Tezin Türü: Doktora
Tezin Yürütüldüğü Kurum: Orta Doğu Teknik Üniversitesi, İktisadi ve İdari Bilimler Fakültesi, Uluslararası İlişkiler Bölümü, Türkiye
Tezin Onay Tarihi: 2011
Tezin Dili: İngilizce
Öğrenci: Hakan Övünç Ongur
Danışman: AHMET NURİ YURDUSEV
Özet:The purpose of this dissertation is to answer ‘if we can live together?’, through establishing a historical approach towards the concepts of Europeanization, European identity and the rights of minorities. The main argument reads that within the historical understanding of Europeanization, it is theoretically impossible to speak of a common European identity that European peoples and societies could agree upon. The problem is that such impossibility cannot be explained by the mainstream political identity and Europeanization literature. In this thesis, in order to account for the late-modern European self-definition which is distinguished with its banal character that carries elements from post-modernity yet at the same time is situated on the modern necessities and inventions, ‘social identity’ and ‘social categorization’ conceptualizations of Henri Tajfel are addressed. The aim is to communicate between the studies of Europeanization and European identity and the Social Identity Theory that proposes an instant gathering of people through social ingrouping without developing a certain sense of common culture, identity or belongingness.
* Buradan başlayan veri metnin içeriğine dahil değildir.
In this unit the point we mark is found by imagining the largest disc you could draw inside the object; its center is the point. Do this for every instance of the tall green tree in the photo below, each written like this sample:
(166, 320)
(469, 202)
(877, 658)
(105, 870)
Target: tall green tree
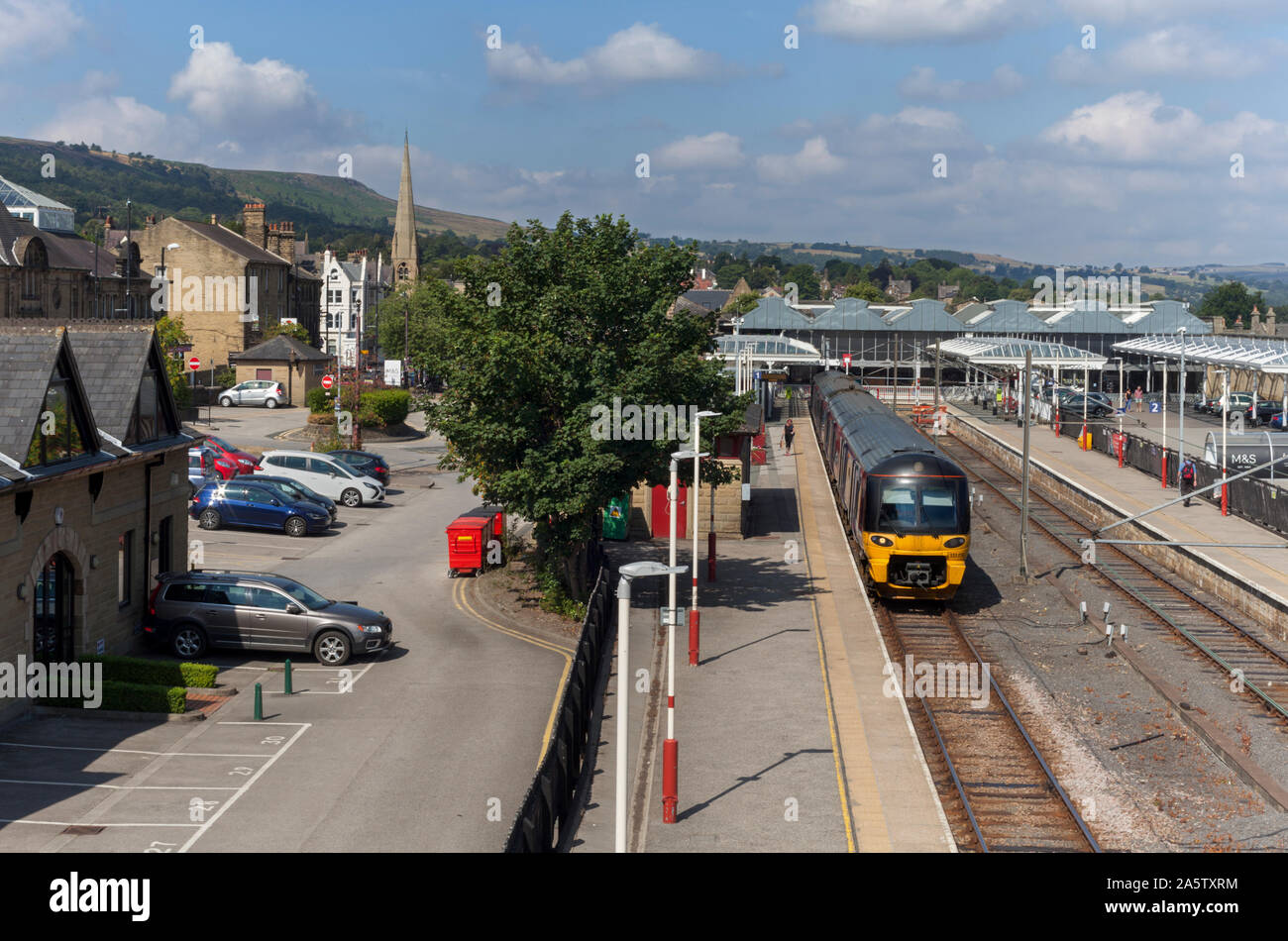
(566, 325)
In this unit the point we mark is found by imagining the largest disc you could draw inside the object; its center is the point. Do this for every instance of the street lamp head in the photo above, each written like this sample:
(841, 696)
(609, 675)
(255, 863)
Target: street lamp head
(648, 568)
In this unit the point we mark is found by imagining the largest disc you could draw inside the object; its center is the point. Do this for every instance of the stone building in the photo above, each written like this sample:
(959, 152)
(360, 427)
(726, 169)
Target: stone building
(60, 275)
(226, 287)
(93, 486)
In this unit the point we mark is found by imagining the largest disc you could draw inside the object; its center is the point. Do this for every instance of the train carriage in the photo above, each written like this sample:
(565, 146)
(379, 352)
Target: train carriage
(906, 505)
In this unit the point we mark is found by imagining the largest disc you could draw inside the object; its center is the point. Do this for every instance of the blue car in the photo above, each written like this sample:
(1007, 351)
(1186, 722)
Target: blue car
(244, 503)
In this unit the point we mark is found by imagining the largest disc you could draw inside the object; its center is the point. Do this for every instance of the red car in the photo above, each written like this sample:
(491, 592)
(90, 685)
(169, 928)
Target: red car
(246, 464)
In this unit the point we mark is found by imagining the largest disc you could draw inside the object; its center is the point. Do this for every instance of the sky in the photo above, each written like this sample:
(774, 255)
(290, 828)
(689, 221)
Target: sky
(1061, 132)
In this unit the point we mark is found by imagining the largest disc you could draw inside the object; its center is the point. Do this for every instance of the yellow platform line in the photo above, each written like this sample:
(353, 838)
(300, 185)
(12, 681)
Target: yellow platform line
(464, 606)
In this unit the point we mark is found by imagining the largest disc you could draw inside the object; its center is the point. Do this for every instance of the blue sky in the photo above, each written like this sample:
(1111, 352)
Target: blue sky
(1051, 151)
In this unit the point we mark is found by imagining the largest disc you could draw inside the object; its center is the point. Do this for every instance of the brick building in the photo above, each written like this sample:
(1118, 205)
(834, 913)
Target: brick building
(93, 486)
(226, 287)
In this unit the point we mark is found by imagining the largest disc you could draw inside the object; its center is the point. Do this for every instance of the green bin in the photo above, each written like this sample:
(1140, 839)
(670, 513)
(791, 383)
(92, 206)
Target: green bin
(617, 516)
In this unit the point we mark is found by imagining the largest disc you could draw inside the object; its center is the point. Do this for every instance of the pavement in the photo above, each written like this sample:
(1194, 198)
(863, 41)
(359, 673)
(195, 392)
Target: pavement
(428, 747)
(786, 742)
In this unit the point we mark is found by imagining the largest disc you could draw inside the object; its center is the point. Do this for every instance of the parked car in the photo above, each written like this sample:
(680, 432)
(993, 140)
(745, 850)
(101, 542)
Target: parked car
(259, 506)
(256, 391)
(210, 460)
(245, 461)
(325, 473)
(297, 490)
(201, 470)
(365, 463)
(193, 610)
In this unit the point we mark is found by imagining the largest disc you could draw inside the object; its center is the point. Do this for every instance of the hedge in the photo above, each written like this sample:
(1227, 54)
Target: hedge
(134, 696)
(136, 670)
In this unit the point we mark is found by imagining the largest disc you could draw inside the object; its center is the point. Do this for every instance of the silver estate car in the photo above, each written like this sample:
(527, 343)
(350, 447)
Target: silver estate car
(191, 611)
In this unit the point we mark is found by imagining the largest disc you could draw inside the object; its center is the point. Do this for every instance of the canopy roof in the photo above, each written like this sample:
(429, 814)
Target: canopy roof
(1243, 353)
(1010, 352)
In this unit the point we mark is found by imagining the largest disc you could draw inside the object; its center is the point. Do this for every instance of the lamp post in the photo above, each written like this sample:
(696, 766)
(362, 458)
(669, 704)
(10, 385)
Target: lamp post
(623, 615)
(697, 501)
(670, 747)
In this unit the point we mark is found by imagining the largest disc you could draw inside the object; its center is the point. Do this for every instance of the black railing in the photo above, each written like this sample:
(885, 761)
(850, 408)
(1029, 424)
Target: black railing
(549, 807)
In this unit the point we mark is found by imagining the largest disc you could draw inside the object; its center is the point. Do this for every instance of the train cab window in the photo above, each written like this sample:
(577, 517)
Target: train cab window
(938, 506)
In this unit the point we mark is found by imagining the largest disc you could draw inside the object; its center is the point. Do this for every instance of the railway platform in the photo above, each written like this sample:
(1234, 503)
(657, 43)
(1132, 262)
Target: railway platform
(1256, 579)
(787, 742)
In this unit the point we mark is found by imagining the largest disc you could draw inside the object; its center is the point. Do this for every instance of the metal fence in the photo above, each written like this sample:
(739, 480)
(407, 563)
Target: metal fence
(549, 806)
(1256, 501)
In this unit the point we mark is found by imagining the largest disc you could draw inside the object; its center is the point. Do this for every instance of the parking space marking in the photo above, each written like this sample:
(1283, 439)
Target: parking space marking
(133, 751)
(459, 598)
(303, 727)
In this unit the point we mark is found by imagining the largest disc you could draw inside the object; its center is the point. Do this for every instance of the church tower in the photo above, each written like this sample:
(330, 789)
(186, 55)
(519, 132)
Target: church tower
(404, 250)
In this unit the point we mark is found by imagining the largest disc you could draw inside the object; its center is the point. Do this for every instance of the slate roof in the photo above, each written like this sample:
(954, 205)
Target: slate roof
(279, 349)
(111, 360)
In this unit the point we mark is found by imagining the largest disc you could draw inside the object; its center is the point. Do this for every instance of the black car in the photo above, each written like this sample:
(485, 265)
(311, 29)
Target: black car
(365, 463)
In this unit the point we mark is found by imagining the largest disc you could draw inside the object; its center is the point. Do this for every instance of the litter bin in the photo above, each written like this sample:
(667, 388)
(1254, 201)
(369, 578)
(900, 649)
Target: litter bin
(617, 518)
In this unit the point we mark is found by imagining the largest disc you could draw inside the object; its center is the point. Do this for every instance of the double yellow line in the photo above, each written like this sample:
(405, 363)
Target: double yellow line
(464, 606)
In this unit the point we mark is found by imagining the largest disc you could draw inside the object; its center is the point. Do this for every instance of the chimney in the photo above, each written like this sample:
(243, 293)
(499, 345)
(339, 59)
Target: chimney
(253, 222)
(287, 241)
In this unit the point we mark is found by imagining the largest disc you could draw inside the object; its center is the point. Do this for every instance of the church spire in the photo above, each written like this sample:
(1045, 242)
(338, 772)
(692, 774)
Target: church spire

Having set the theoretical ground, the practical consequences of European ingrouping are examined by employing a historical perception of the development of the idea of minorities in Europe. Minorities are the traditional others of European nation-states and they are the outgroups of any social ingrouping for that matter. There are observed two fundamental results of the current European ingrouping-outgrouping on the development of minority right regimes in Europe. On the one hand, there is still the traditional security-oriented perception of national minorities in Europe that is simultaneously exposed to Europeanization and some level of improvement; yet, on the other hand, the European ingrouping itself is causing the minoritization of certain groups, excluding them from the very agenda of Europeanization.